A third table by the window was occupied by two other men. Kieran would have recognised the better looking of the pair even without the hint of makeup and the impractical suit that was already damp and sandy around the ankle cuffs. The reporter had been appearing on the local TV news since his hair had been that dark naturally. He was flicking through his phone. Across the table a cameraman, more comfortable in flannel and denim, yawned and checked his watch. Killing time before the 10 pm live cross, Kieran guessed.
‘They were interviewing Janice Manning outside the supermarket earlier,’ Lyn said. ‘I don’t know what they think she can tell them about anything, she’s only been here since the late nineties. Anyway –’ She punched their order in. ‘This’ll be as quick as we can. They’re short-handed in the kitchen obviously, and I’m on my own out here.’ She glanced at the door. Outside, the road was dark. ‘Julian asked me to cover. The two girls who were rostered on tonight refused to come in.’

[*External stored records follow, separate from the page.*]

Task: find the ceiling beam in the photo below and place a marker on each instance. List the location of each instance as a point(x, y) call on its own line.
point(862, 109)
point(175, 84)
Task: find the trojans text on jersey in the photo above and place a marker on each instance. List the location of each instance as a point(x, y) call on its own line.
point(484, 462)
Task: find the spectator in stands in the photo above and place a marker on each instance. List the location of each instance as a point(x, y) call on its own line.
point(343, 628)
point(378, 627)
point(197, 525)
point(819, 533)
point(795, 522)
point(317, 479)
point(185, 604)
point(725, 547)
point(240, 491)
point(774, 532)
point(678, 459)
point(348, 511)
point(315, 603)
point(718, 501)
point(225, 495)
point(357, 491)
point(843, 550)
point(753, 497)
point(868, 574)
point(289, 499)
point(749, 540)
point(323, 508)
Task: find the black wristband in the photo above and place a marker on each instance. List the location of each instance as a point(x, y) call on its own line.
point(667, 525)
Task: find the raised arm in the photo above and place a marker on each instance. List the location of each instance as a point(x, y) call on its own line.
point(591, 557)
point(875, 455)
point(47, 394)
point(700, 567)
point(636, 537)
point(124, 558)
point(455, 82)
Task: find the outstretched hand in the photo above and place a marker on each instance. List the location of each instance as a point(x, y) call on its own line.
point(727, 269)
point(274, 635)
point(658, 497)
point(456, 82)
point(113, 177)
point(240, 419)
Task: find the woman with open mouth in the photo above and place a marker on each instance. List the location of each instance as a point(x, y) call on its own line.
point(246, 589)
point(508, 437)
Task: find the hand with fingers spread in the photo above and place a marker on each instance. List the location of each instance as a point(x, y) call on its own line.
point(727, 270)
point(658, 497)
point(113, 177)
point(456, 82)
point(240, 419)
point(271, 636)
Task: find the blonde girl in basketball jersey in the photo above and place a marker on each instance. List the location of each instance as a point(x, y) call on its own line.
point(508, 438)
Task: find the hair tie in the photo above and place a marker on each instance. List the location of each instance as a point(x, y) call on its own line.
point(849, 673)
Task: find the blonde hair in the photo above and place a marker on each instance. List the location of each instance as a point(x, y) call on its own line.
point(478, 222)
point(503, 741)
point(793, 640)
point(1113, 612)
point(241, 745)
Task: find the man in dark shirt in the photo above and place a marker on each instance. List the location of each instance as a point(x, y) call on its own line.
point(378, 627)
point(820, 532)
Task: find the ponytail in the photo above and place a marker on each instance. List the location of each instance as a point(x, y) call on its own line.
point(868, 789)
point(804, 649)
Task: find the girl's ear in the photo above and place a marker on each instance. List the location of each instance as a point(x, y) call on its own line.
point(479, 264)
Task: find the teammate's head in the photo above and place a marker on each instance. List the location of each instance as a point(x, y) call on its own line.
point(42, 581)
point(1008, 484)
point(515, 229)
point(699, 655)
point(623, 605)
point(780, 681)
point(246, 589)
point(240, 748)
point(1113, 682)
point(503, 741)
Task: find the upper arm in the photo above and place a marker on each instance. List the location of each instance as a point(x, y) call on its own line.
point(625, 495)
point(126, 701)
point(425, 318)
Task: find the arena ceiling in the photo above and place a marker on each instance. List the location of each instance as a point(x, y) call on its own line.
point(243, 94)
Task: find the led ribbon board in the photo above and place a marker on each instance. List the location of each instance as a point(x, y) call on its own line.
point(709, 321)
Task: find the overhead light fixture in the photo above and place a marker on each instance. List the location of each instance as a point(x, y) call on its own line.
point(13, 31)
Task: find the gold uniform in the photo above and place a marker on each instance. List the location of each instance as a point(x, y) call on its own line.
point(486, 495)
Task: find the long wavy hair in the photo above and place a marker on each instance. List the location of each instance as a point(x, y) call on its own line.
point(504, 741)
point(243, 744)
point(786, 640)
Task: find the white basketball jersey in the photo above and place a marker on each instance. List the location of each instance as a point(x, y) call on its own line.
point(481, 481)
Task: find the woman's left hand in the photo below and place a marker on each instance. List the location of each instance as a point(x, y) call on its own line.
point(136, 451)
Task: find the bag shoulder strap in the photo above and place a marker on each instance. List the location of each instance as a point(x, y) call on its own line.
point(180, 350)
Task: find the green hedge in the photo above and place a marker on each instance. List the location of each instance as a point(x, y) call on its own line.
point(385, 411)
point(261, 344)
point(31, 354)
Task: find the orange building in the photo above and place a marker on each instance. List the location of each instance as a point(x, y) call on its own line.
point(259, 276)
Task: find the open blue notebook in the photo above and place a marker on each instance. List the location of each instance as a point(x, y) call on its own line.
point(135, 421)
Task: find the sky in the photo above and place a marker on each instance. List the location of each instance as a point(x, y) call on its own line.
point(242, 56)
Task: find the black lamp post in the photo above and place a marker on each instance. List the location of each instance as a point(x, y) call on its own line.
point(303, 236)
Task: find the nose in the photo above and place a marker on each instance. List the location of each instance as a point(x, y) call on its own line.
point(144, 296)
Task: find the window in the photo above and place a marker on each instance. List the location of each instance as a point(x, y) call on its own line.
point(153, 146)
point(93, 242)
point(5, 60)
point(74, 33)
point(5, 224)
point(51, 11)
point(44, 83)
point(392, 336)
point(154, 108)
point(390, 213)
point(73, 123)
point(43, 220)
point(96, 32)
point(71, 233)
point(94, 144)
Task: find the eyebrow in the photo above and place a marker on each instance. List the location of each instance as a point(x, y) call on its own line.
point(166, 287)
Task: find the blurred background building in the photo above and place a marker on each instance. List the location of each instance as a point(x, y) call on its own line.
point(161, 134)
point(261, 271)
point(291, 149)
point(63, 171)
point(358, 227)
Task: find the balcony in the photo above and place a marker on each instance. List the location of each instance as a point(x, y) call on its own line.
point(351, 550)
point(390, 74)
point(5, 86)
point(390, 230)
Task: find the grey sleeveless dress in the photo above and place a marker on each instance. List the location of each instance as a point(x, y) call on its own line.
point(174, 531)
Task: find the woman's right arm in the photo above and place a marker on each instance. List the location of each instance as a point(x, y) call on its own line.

‘Is that right?’ said Verity. ‘You didn’t mind, though?’
Lyn shrugged. She avoided looking at the kitchen where Liam usually worked.
‘Got my bills to pay, like everyone else. And look, I’m not saying a word –’ She took a deep breath and licked her lips. ‘But that boy is a piece of work. Just because his stepdad owns this place, he swans around here, thinks he can get away with mur–’ She stopped herself in the nick of time. ‘– with anything. You should hear the way he speaks to me sometimes. And Julian does nothing. Spoils him, gives him chance after chance. And Liam was all over Bronte, even when she told him she wasn’t interested.’
‘Did she?’ Kieran said. ‘You heard her say that?’
‘Not directly, but I know she would’ve. A girl like her wouldn’t be interested in Liam. She had a boyfriend for a while anyway, foreign bloke, but still. Liam didn’t like that, I can tell you.’ Her eyes slid to the few occupied tables. ‘I told the police that, as well.’
Verity frowned. ‘It feels like you might be making a bit of a leap, Lyn.’
‘Sometimes you just know, though, don’t you?’ Lyn sucked on the end of her ballpoint pen like it was a cigarette. ‘Can feel it in
your gut. You know what my first thought was this morning, when we heard it was him?’ She paused for effect, drawing out the moment until Kieran and Verity both shook their heads. ‘I thought to myself: “Yeah. That’d be right.”’
Kieran wasn’t sure how to respond to that. ‘Right,’ he said, finally.
Lyn was clearly waiting for more of a reaction, and they were all saved by the sound of a bell ringing from the serving hatch. Verity blinked and shook her head as Lyn walked away.
‘Back in a minute,’ she said, and headed in the direction of the toilets.
Kieran stepped aside to let the cameraman pass on his way out for a smoke, and wandered over to the community noticeboard. Among the usual notices for private piano lessons and sunrise yoga, a collection had been started for Bronte. Or her family at least, Kieran guessed. A grainy colour printout of her staff photo was pinned to the board. She was smiling, her eyes a little too wide, as though she’d been caught off guard by the flash. A money tin sat on a small table below. A candle placed next to it had blown out, its black wick looking sad and shrivelled.
Kieran fished out what little cash he had in his pockets and put it in. The box felt quite empty, but it couldn’t have been there long and Lyn was right, there weren’t many people about. The walk into town had been even quieter than usual. He and Verity had seen a couple of men walking their dogs in the deepening twilight. No women though, Kieran realised now, other than Verity, who had clearly been desperate for a break from Brian.
It simply had not occurred to Kieran not to step outside. He had offered to bring Audrey with them and been surprised when Mia had looked out at the gathering gloom and hesitated.
‘Do you think you should?’
‘Yeah, why not?’
‘I don’t know. It’s getting dark. Maybe it’s better not to, until we know for sure what’s going on.’